I'm fine talking steel, lugs, carbon, groupsets, touring, fixies, really
just about anything bike related.  Nothing really gets me going like
talking about rider weight.  I am 6' and right around 225 pounds.  Yes, I
will be the first to admit that I need to lose some weight, but I refuse to
call myself fat.  I am a man and I am an American man.  Its my right to eat
and drink beer AND enjoy my sport.

I can ride a Riv weighing closer to 35# with a stout frame and 36 spoke
heavy wheels and have a blast.
I can also ride my carbon race bike with low spoke custom wheels and have a
blast too at half the bike weight.
I even have an old 979 set as a urban fixie, and its super fun too.

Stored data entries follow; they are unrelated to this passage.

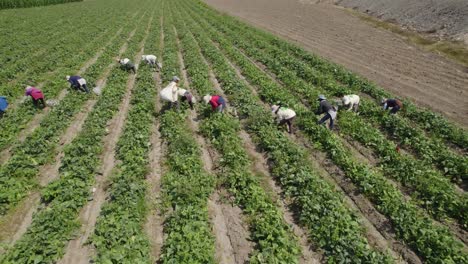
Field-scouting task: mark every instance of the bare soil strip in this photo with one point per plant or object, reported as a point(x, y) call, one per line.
point(381, 56)
point(374, 233)
point(155, 219)
point(15, 224)
point(36, 121)
point(309, 253)
point(77, 250)
point(364, 155)
point(228, 223)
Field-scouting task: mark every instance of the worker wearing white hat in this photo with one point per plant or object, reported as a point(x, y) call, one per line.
point(284, 116)
point(217, 102)
point(170, 92)
point(328, 109)
point(77, 82)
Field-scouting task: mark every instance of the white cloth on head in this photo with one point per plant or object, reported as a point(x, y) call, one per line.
point(124, 61)
point(169, 93)
point(350, 99)
point(284, 113)
point(82, 81)
point(151, 59)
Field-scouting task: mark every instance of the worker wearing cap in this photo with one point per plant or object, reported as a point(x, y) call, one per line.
point(186, 96)
point(77, 83)
point(394, 104)
point(351, 101)
point(3, 105)
point(328, 109)
point(217, 102)
point(36, 95)
point(284, 116)
point(170, 92)
point(151, 60)
point(128, 65)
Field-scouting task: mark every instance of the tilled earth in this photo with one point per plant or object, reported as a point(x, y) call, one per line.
point(381, 56)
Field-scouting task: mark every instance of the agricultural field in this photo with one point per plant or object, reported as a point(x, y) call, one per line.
point(121, 178)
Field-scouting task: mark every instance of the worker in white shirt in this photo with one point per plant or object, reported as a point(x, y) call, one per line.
point(152, 60)
point(170, 92)
point(351, 101)
point(284, 116)
point(186, 96)
point(127, 65)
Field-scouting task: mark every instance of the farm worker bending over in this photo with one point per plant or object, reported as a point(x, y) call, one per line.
point(328, 109)
point(128, 65)
point(36, 95)
point(352, 101)
point(216, 102)
point(3, 105)
point(77, 83)
point(170, 92)
point(151, 60)
point(186, 96)
point(284, 116)
point(394, 104)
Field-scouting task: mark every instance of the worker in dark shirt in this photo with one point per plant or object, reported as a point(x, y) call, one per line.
point(326, 108)
point(394, 104)
point(77, 83)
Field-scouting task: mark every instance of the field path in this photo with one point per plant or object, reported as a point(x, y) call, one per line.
point(379, 55)
point(154, 221)
point(229, 227)
point(77, 250)
point(376, 225)
point(14, 225)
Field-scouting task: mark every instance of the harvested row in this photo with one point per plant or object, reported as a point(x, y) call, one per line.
point(119, 235)
point(18, 174)
point(441, 199)
point(63, 198)
point(185, 186)
point(412, 226)
point(17, 118)
point(321, 209)
point(432, 123)
point(430, 150)
point(274, 239)
point(420, 174)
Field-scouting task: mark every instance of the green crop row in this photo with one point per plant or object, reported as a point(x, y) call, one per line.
point(274, 239)
point(431, 122)
point(19, 173)
point(17, 119)
point(55, 223)
point(417, 230)
point(119, 235)
point(6, 4)
point(277, 60)
point(185, 185)
point(437, 193)
point(321, 209)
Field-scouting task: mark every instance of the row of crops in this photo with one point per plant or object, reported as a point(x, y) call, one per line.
point(419, 190)
point(6, 4)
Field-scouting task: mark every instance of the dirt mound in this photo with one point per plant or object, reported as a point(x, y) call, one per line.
point(448, 18)
point(379, 55)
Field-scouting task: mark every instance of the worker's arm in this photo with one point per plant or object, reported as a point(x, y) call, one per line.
point(174, 92)
point(319, 110)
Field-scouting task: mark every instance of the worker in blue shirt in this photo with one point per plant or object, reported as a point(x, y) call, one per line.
point(77, 83)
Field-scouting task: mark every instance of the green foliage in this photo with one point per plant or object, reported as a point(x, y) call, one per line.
point(6, 4)
point(410, 224)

Any bike can be fun and bicycles as a whole are overbuilt to the point that
rider weight doesn't really matter.  A powerful track sprinter probably
would flex my Vitus in half, but for normal people with normal power, a
bike will perform just fine.

I will vnture a guess that most of us here have more than one bike
availiable to us.  If I am doing a fast ride, I ride my racing bike.  A
long ride on a weekend, I pick something else.  Every thing has its
specific use.   Anyone remember the movie Tin Cup, where Kevin Costner play
the back nine golf holes with only a 7 iron?  It can be done, but why would
you try?   I can tour on my carbon, but why when I have my touring bike.
I could race on my Atlantis, but why when I have a racing bike on the hook
next to it?


Scott





On Tue, Jan 15, 2013 at 11:18 PM, charlie <cl_v...@hotmail.com> wrote:

> I think this whole frame flex business has something to do with rider
> power and weight also. I don't believe a super light tubed frame would last
> long with me riding it and would most likely develop cracks sooner. Were I
> 165 pounds again maybe not but the average beginner male cyclist over 40
> who is able to afford a pricey frame probably doesn't weigh that
> either......probably closer to 200 I'd wager. Just wanted to put a dose of
> reality into perhaps why the G-man makes stouter frames that many. Do they
> perform significantly worse than a skinny, thin tubed frame? I don't know
> but I'll bet we'd be splitting some pretty fine hairs.
>
>
> On Tuesday, January 15, 2013 10:26:55 AM UTC-8, Patrick in VT wrote:
>>
>> On Tuesday, January 15, 2013 12:18:52 PM UTC-5, Steve Palincsar wrote:
>>
>>>
>>> For a mind-blowing example of the above,  be sure to read the road test
>>> of the titanium road bikes in the current issue of BQ.  (I'm going to
>>> leave the big reveal to Jan, if he wants to pick up on the cue...)
>>>
>>
>> i'm inclined to believe that frames of any material can have "optimized"
>> frame flex characteristics as far as performance is concerned.  all the
>> talk regarding stiffness with respect to racing bikes seems a little
>> overdone, if not a little misleading, since removing material - be it
>> steel, CF or Ti - from the frame to put them at combat weight must also
>> reduce stiffness to some degree, esp. when that the bulk of that weight is
>> in the main tubes.  i'm not 100% on that, but would agree with Jan that it
>> points to a correlation with weight and flex.